In contrast, the pseudo-first-order model poorly fits the experimental data, characterized by a rate constant (k1) of 0.1 and a notably low R2 value. This indicates that the adsorption process is not predominantly influenced by physisorption or diffusion-limited mechanisms, which the pseudo-first-order model typically describes. Such results align with findings from other studies that have similarly reported the inadequacy of the pseudo-first-order model in accurately representing ammonium adsorption kinetics.30,31

The Elovich model, with parameters a = 40.26 and b = 0.273, demonstrated the highest R2 value of 0.9483, indicating a good fit to the experimental data. The Elovich model is often associated with heterogeneous adsorption systems, suggesting that the surface of CF@PANi contains a distribution of active sites with varying adsorption energies. The strong correlation provided by the Elovich model highlights the complexity of the adsorption process, indicating the potential involvement of both chemical and physical interactions during the adsorption of NH4+ ions.32,40

The kinetic data further reveal that equilibrium is reached within approximately 40 min, after which a plateau is observed. The rapid initial adsorption phase can be attributed to the availability of abundant active sites on CF@PANi, which diminishes as these sites become occupied, leading to a decrease in the adsorption rate over time. This behavior is consistent with the findings of other researchers who have noted similar trends in the kinetics of ion adsorption onto composite materials.33,34 Therefore, the pseudo-second-order model best describes the adsorption kinetics of NH4+ onto CF@PANi, indicating a chemisorption-dominated process. The good fit of the Elovich model further suggests surface heterogeneity and the potential for multi-mechanism interactions. These findings underscore the high efficiency and suitability of CF@PANi for ammonium adsorption under the specified experimental conditions, positioning it as a promising material for water and wastewater treatment applications.

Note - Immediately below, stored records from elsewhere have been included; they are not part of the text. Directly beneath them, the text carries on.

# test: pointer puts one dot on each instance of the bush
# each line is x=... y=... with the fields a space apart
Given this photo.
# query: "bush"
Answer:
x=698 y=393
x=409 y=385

Ammonium adsorption isotherms

The ammonium adsorption behavior of CF@PANi was evaluated using isotherm models, as illustrated in Fig. 9. The experimental data were fitted to both the Langmuir and Freundlich models, with the corresponding parameters presented in Table 2. Both models effectively describe the adsorption process, exhibiting high correlation coefficients: R2 = 0.9901 for the Langmuir model and R2 = 0.9995 for the Freundlich model. These results indicate that both models are suitable for characterizing the adsorption of NH4+ onto CF@PANi, providing valuable insights into the underlying adsorption mechanisms.
image file: d5ra00949a-f9.tif
Fig. 9 Ammonium adsorption Isotherm model using CF@PANi.
Table 2 Parameters and correlation coefficients of the NH4+ adsorption isotherm models using CF@PANi
Langmuir model
qmax (mg g−1) KL (L mg−1) R2
72.26 0.01 0.9901

Freundlich model
KF ((mg g−1)/(mg L−1)n) nF R2
2.433 1.144 0.9995


The Langmuir model is predicated on the assumption of monolayer adsorption occurring on a homogeneous surface with finite and uniform adsorption sites. According to this model, the maximum adsorption capacity (qmax) of CF@PANi is determined to be 72.26 mg g−1, with a Langmuir constant (KL) of 0.01 L mg−1. This reflects the material's strong affinity for NH4+ ions. The close fit of the Langmuir model suggests that the adsorption process primarily involves specific interactions between NH4+ ions and the active sites on CF@PANi, forming a uniform monolayer. This finding is consistent with previous studies that have reported similar high qmax values for various adsorbents when targeting ammonium ions.41

In contrast, the Freundlich model accounts for adsorption on a heterogeneous surface characterized by varying affinities among the adsorption sites. The Freundlich constant (KF) is calculated to be 2.433 ((mg g−1)/(mg L−1)n), and the heterogeneity factor (nF) is determined to be 1.144, indicating favorable adsorption conditions (1 < nF < 10). The slightly higher R2 value of the Freundlich model compared to the Langmuir model (0.9995 vs. 0.9901) suggests that surface heterogeneity and multilayer adsorption may also play a significant role in the overall adsorption process. This aligns with findings from other research indicating that heterogeneous surfaces can enhance the adsorption capacity through multilayer formation.42

The observed increase in adsorption capacity (q) with rising initial NH4+ concentration is consistent with the experimental data. At lower concentrations, abundant adsorption sites are available, leading to higher removal efficiencies. However, as the concentration increases, the available sites become occupied, and the adsorption process gradually approaches saturation. The maximum q observed in the experiments aligns well with the qmax predicted by the Langmuir model, further supporting the reliability of the isotherm parameters derived from the fitted models.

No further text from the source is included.